Изменить размер шрифта - +

У Питера были и личные предпочтения, с которыми приходилось считаться. Его физическая подготовка иногда озадачивала Харриет. Хотя он при необходимости мог скакать на лошади, плавать и играть в крикет, он не обладал ни одним из признаков спортивного наркомана. Тем не менее, он был в прекрасной форме и за исключением случайной головной боли на нервной почве, казалось, никогда не болел. За этим следили месье д'Амбуаз и мистер Матсу. Харриет предпочитала месье д'Амбуаза, несмотря на его нудные и едва ли заслуживающие доверия рассказы, призванные доказать его происхождение от Большого Бюсси.  Он относился к Питеру с должным уважением и хвалил за успехи в фехтовании. Напротив, мистер Матсу, жилистый японец, который едва доставал до плеча своего ученика, был лаконичным и скупым на похвалы. Любой мог считать Питера опытным борцом джиу-джитсу, пока не видел, как мистер Матсу легко укладывает его на ковёр, обращаясь с ним так, как какая-нибудь проворная горничная с громоздким ватным одеялом.
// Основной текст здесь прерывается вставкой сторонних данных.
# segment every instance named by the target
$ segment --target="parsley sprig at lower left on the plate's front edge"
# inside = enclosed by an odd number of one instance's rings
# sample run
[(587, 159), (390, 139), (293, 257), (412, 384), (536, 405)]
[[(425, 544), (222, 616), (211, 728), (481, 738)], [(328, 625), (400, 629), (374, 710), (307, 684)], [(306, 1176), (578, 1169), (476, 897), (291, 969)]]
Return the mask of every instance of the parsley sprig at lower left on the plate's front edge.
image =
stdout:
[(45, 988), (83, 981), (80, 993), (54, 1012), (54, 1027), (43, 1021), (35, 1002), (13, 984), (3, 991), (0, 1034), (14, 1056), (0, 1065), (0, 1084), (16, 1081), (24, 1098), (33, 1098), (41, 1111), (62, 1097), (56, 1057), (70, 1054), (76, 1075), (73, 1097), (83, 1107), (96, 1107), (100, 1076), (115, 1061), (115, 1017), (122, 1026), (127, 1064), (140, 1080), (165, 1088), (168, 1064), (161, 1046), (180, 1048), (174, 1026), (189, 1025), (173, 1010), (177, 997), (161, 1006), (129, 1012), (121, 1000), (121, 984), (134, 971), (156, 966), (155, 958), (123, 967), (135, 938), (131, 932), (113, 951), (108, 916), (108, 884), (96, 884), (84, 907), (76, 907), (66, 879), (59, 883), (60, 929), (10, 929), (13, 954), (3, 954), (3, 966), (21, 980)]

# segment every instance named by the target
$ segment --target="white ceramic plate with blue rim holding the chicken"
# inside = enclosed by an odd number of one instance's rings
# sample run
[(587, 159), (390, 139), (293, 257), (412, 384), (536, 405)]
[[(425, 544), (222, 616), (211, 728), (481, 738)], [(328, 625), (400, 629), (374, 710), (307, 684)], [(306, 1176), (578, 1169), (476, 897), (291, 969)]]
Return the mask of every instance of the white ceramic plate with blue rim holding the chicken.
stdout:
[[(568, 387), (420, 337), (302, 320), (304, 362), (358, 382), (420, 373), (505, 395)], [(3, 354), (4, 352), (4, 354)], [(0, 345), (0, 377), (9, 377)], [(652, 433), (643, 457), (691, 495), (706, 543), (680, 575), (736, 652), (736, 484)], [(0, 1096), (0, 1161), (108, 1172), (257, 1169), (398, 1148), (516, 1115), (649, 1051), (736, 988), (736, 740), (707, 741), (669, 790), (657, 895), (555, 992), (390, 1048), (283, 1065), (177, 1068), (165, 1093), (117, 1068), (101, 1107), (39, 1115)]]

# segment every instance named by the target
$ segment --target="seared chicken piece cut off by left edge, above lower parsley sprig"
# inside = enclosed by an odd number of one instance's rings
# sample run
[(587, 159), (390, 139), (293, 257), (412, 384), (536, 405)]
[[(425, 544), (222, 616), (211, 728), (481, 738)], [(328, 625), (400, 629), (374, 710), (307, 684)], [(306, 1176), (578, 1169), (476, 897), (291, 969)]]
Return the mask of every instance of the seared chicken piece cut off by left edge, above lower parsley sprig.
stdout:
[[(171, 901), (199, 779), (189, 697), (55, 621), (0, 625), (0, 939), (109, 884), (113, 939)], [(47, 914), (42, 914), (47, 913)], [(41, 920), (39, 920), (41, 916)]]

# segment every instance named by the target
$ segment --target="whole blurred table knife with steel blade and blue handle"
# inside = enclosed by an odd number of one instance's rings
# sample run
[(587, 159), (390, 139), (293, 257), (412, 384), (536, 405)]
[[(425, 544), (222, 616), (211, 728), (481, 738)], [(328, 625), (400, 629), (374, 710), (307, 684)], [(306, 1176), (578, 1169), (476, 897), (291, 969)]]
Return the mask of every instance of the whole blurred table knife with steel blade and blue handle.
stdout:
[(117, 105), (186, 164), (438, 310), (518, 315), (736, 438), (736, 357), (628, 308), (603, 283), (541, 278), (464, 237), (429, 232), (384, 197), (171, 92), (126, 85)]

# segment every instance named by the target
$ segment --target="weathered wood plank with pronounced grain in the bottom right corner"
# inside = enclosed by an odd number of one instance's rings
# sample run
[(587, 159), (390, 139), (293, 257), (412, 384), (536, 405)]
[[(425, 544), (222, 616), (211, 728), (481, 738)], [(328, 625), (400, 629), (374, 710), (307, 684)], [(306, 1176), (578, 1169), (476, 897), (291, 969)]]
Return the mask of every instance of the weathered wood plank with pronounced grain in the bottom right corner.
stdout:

Мистер Матсу не видел Питера в течение нескольких месяцев и нашёл, что тот сильно сдал.

— Ничего не поделаешь, Матсу, — сказал Питер, кряхтя под сильными руками массажиста. — Я не молодею, ты же понимаешь.

— Не слишком старый, — грубовато ответил мистер Матсу. — Слишком много ресторана, слишком много автомобиля, слишком много жены.

— Да будь ты проклят, — ответил Питер и в следующей схватке уложил мистера Матсу на спину и удерживал почти шесть секунд.

— Лучше, — сказал мистер Матсу, освобождаясь от захвата, — но, пожалуйста, не выходи из себя: очень плохо выходить из себя в длительной схватке.

Затем имелся ещё целый ряд причуд и нелепостей: бесконечное ничегонеделание в ванной; мучительная шумиха из-за вскочившего прыщика или небрежно закрытого зонтика; какой-то иррациональный ужас перед тем, что однажды придётся носить зубные протезы, — это заставляло милорда спешить к дантисту при первых признаках проблемы, нарушая все договорённости. Были инкунабулы  и фортепьяно, здоровье которых требовало ежедневного измерения температуры в библиотеке и музыкальной комнате; была страсть к ритуалам, в результате которых, например, за обеденным столом их разделяло десять футов красного дерева, и, чтобы задать какой-нибудь вопрос, Харриет приходилось посылать лакея. И существовал нелепый контраст между застенчивостью Питера как мужа и его уверенностью в себе как любовника, в результате чего в постели он не подавлял чувств и был воплощением страсти, в то время как его ненависть к любому публичному выражению эмоций уравновешивалась лишь его сокрушительной откровенностью при полном игнорировании присутствия собственных слуг.

 

Леди Питер Уимзи, глубокомысленно покусывая мундштук, сделала паузу в работе и посмотрела в окно. Она начинала понимать, почему иногда брак препятствует карьере писателя. Эмоции любви — во всяком случае, свершившейся и удовлетворённой любви — вовсе не стимулируют творческое воображение, а погружают его в сон. Отсюда, предположила она, недостаток действительно радостных стихотворений о любви на любом языке. Этим утром она потратила впустую бездну времени просто вследствие полной неспособности сконцентрироваться. Но днём она села с решимостью закончить главу. На улице шёл безжалостный дождь, поэтому искушения выйти не возникало; Питер отправился на какую-то деловую встречу, поэтому, удалившись с глаз долой, он вполне мог временно уйти и из сердца вон. В небольшой комнате, примыкающей к кабинету Харриет, мисс Брейси, секретарша, сидела перед молчащей пишущей машинкой, с тихим укором занимаясь вязанием джемпера. Мисс Брейси всегда выглядела укоряющей, если перед ней не было рукописи для перепечатки. Она была быстрой и эффективной работницей, и стоило большого труда постоянно обеспечивать её занятость.

«Просто прорва какая-то!» — подумала Харриет.